Macro Headwinds Begin to Bite PepsiCo

But relatively undervalued stock could provide a safe haven if investors turn defensive as a result of sluggish macroeconomic data.

 PepsiCo (PEP) delivered quite solid results in the second quarter, increasing internal revenue 8% and earnings per share 10%. However, near-term trading is likely to be driven by the firm's lower outlook for the remainder of 2011. While we believe Pepsi's momentum will continue into the second half of the year, we think its original guidance was too optimistic, and we are sticking with our fair value estimate and our 2011 EPS estimate, which implies mid- to high-single-digit earnings growth. We regard Pepsi, trading at just over 14 times 2012 earnings, as a relatively undervalued stock in an industry that could provide a safe haven if investors turn defensive as a result of sluggish macroeconomic data.

On a constant-currency basis and excluding the acquisition of Wimm-Bill-Dann, second-quarter revenue grew 8% year over year, a sequential improvement on the 5% growth achieved in the first quarter, as emerging markets again drove growth. Volume grew 6% and favorable pricing and mix impacts contributed a further 2% to internal growth. Our investment thesis maintains that Pepsi is an emerging-markets play, and its investments in Asia, Latin America, and Europe again paid off in the second quarter, with revenue growth of 17%, 18%, and 18%, respectively. Pepsi appears to have underperformed  Coca-Cola (KO) beverages in Latin America, although we expect growth in Gatorade to halt that trend over the next few quarters. After a fairly stable first quarter, results in North America were mixed in the second. Pepsi increased internal snack volume 2%, but beverage volume declined 1%. The beverage business has been weak for several quarters, and we think Pepsi's sluggish recovery from the downturn in beverages, particularly in comparison with Coke, is a key reason for its low relative valuation. The multiple gap with Coke closed in the first half of 2011, but Pepsi still trades at a slight discount to its great rival, and until management can secure a sustained turnaround in North America, we believe that will continue to be the case. We are optimistic that as the company focuses its attention on the flagship Pepsi brand and rolls out new packaging for Tropicana, beverage volume can return to modest growth. However, our 2011 EPS forecast implies a fairly difficult second half, as unemployment remains quite high and low-end consumers are still spending cautiously.

Management effectively lowered its 2011 forecast, stating that it now expects high-single-digit EPS growth, including a 1%-2% benefit from currency. Previous guidance had indicated similar growth would occur on an internal basis. We always thought that this guidance was optimistic, particularly as U.S. employment data began to worsen again and austerity measures in Europe kicked in. We have been forecasting mid- to high-single-digit EPS growth on a reported basis, and we are sticking with our assumptions. Pepsi's announcement may be a sign of things to come. Given the optimism in the food and beverage sector earlier in the year, we would not be surprised to see other consumer staples companies lower their guidance this earnings season. Dr Pepper Snapple DPS, for example, set optimistic high-single-digit growth rate targets early in 2011, goals that may now appear too lofty to achieve.
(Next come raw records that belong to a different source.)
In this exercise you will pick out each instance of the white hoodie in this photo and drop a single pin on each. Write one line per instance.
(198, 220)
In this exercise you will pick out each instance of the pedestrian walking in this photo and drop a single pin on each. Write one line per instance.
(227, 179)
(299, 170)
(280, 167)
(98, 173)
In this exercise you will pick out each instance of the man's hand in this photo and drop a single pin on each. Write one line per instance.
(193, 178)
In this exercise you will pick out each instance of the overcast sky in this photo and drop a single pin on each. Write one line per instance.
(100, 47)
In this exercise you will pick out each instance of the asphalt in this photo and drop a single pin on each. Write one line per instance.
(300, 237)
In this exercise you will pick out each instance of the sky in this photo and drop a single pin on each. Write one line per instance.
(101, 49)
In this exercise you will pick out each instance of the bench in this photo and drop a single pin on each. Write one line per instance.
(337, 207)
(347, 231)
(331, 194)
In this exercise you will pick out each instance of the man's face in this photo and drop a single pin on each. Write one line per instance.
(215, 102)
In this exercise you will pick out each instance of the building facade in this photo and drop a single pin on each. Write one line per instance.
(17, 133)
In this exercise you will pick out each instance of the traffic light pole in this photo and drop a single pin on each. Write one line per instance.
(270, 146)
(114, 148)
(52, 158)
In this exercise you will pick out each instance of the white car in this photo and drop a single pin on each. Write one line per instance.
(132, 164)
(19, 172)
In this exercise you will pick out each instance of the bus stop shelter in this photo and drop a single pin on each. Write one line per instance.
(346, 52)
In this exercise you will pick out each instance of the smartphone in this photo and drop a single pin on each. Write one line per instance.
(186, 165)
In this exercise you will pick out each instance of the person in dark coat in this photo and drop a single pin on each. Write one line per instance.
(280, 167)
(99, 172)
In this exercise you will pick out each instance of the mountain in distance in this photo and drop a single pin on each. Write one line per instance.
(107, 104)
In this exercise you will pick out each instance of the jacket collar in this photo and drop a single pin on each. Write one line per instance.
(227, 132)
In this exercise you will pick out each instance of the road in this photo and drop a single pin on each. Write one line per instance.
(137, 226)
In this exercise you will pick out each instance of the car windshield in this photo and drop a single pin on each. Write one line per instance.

On a brighter note, if commodity costs remain at current levels, Pepsi's margins may benefit in 2012. We estimate that the firm is about 80% hedged on costs for the remainder of the year and the most costly hedges should roll off early in 2012. With the stock trading at just above 14 times our estimate of 2012 EPS, we think the market is still too fixated on the inevitable road bumps that Pepsi will face in the near term and missing the competitive advantages that the firm holds through brand power, scale, and distribution in its snack portfolio. Despite the challenges it faces in the near term, Pepsi could provide a safe haven in a flight to quality in the event of more bearish sentiment creeping into the market.